Hunched over a row of sprouts that will grow into heirloom tomatoes, Scott Brainard snips off some of their leaves with a small blade as twilight descends upon his half acre plot of farm land. Pruning the small sprouts will redirect their energy so the plants grow more, so they’ll be stronger and yield more tomatoes.
Brainard manages a half acre of farm for the North Light Community Center, whose Teens 4 Good program builds urban farms for youngsters throughout the city.The farm land cultivated by Brainard is part of the 300 acres owned by the Schuylkill Center, which allows Teens 4 Good to use the land provided they don’t infringe on the natural ecosystem. The Teens 4 Good volunteers sell their harvests to the Roxborough ShopRite each week, and they’ll also be selling their fresh crop of zucchinis, heirloom and cherry tomatoes and squash at the Manayunk Arts Festival this weekend.
“Communities don’t have access to sustainable, local food. It’s an incredible economic luxury,” Brainard says. “Philadelphia is such a unique place because it has lots of different groups figuring out how to grow different foods in the city.”
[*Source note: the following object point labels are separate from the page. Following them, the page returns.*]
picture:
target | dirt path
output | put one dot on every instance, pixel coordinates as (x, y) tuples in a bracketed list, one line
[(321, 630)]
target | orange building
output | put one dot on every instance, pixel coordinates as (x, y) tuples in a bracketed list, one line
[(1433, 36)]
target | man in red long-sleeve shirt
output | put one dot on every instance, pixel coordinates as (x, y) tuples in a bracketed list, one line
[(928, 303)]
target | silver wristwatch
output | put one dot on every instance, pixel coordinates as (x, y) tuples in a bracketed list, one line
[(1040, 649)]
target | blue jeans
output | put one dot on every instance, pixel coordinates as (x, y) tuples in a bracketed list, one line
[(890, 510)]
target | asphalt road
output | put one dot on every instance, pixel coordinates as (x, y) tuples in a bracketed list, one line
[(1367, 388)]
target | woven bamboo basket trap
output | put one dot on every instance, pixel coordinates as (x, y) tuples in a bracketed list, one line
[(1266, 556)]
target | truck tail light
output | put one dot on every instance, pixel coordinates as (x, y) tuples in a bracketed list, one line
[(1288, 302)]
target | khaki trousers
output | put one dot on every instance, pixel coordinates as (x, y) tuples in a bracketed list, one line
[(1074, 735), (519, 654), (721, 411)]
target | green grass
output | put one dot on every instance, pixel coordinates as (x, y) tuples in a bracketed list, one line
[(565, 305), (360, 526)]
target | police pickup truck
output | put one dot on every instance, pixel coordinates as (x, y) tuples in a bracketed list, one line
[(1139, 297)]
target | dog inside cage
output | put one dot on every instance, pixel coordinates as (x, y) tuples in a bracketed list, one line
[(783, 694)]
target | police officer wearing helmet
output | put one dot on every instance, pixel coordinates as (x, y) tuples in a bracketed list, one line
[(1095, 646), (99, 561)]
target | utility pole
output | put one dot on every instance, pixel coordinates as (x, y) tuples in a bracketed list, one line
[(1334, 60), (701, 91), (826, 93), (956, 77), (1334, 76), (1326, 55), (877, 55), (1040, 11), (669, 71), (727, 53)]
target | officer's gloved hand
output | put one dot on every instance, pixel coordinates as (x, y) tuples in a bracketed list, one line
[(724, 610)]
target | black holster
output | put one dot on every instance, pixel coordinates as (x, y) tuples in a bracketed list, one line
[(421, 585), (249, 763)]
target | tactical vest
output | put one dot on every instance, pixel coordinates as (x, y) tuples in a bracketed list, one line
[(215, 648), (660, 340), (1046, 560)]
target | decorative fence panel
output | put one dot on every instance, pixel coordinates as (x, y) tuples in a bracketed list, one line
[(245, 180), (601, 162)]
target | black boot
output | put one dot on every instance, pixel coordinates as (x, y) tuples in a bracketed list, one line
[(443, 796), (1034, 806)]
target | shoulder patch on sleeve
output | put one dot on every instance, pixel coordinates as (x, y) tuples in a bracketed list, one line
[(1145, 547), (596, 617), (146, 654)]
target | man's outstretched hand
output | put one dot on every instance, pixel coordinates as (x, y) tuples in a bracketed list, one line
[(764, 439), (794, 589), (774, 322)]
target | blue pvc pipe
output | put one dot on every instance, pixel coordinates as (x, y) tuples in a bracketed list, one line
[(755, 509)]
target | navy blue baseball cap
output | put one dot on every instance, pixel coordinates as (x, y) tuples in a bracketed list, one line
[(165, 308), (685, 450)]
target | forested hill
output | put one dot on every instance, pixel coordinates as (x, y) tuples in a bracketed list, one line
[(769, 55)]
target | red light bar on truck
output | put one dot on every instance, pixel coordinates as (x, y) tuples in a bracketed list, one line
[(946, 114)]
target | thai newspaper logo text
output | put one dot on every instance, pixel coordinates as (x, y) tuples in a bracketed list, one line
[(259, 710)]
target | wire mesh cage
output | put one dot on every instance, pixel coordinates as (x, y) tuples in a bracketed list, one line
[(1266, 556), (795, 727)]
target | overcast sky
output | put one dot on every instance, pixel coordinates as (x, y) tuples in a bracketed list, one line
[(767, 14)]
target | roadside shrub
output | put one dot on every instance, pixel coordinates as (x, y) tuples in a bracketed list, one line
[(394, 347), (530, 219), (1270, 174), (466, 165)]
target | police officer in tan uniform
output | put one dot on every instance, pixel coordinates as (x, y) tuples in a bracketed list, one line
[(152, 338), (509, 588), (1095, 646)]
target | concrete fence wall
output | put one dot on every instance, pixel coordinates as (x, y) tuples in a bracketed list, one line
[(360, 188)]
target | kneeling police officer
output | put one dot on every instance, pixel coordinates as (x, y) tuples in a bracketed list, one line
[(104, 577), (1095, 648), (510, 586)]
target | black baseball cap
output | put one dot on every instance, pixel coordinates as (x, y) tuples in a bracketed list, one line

North Light Community Center welcomes students from Roxborough High School to volunteer three nights a week during the school year. In the summer, Brainard leads an internship program with teenagers. Brainard has farmed land everywhere from his native upstate New York to Iceland, where day and night last for 24 hours in certain seasons, but learning how to manage groups of high school students with varying degrees of interest about farming has been a challenge unlike any other for Brainard.
“It’s much slower when you’re doing it all by hand. But afterwards they realize this is how the world works,” he says. “When the food is finally wrapped and people are buying vegetables from them, there’s this disbelief that this really is food, and people want to buy this.”
Brainard must farm the land with even stricter standards than those commonly used in large organic farming operations because the Schuylkill Center’s land is reserved. That means picking and tending vegetables by hand, and removing pests by building insect walls and covering the crops instead of using organic pesticide, which Brainard says disrupts the hormones in insects.
“It forces us to do things you’d want to do anyway, but are impractical on a larger scale farm. It’s a more cautious approach,” he says. “This is my garden of Eden right here.”